Abstract
Background
Acute encephalitis syndrome (AES) is a common cause of coma in Nepali children. The Glasgow coma scale (GCS) is used to assess the level of coma in these patients and predict outcome. Alternative coma scales may have better inter-rater reliability and prognostic value in encephalitis in Nepali children, but this has not been studied. The Adelaide coma scale (ACS), Blantyre coma scale (BCS) and the Alert, Verbal, Pain, Unresponsive scale (AVPU) are alternatives to the GCS which can be used.
Methods
Children aged 1–14 years who presented to Kanti Children’s Hospital, Kathmandu with AES between September 2010 and November 2011 were recruited. All four coma scales (GCS, ACS, BCS and AVPU) were applied on admission, 48 h later and on discharge. Inter-rater reliability (unweighted kappa) was measured for each. Correlation and agreement between total coma score and outcome (Liverpool outcome score) was measured by Spearman’s rank and Bland–Altman plot. The prognostic value of coma scales alone and in combination with physiological variables was investigated in a subgroup (n = 22). A multivariable logistic regression model was fitted by backward stepwise.
Results
Fifty children were recruited. Inter-rater reliability using the variables scales was fair to moderate. However, the scales poorly predicted clinical outcome. Combining the scales with physiological parameters such as systolic blood pressure improved outcome prediction.
Conclusion
This is the first study to compare four coma scales in Nepali children with AES. The scales exhibited fair to moderate inter-rater reliability. However, the study is inadequately powered to answer the question on the relationship between coma scales and outcome. Further larger studies are required.

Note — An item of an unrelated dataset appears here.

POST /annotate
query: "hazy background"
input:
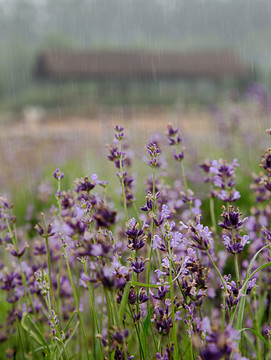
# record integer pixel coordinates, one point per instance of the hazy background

Keywords: Acute encephalitis syndrome, coma scales, inter-rater reliability, prognostic value
Abbreviations: AES, acute encephalitis syndrome; ACS, Adelaide coma scale; AVPU, alert, verbal, pain, unresponsive; BCS, Blantyre coma scale; ETAT, emergency triage assessment and treatment; LOS, Liverpool outcome score; NTBI, non-traumatic brain injury; PIM, paediatric risk of mortality; PRISM, paediatric risk of mortality score; RPS, resource-poor setting; TBI, traumatic brain injury
Introduction
Acute encephalitis syndrome (AES) is defined as a person of any age at any time of year with acute onset of fever and a change in mental status (including symptoms such as confusion, disorientation, coma or inability to talk) AND/OR new onset of seizures (excluding simple febrile seizures) [1]. The most commonly identified cause of AES in Nepali children is the Japanese encephalitis (JE) virus which accounts for around a quarter to one-third of cases [2,3]. However, the syndrome can be associated with a range of pathogens, including acute bacterial or parasitic infection [3]. In most cases, no pathogen is identified and management is supportive [2]. The syndrome is a common cause of non-traumatic brain injury (NTBI) in children in resource-poor Asian countries with high morbidity and mortality [4]. Historically, the Glasgow coma scale (GCS) was designed to assess the level of impaired consciousness in traumatic brain injury (TBI) [5]. It has since been adopted for use in NTBI. Despite conflicting evidence, GCS is used to assess disease severity and clinical outcome in encephalitis [6–8]. Alternative coma scales may have better inter-rater reliability and prognostic value in encephalitis, but this has not been studied [5]. The Adelaide coma scale (ACS), the Blantyre coma scale (BCS) and the alert, verbal, pain, unresponsive (AVPU) scale are alternative coma tools which can be used in children.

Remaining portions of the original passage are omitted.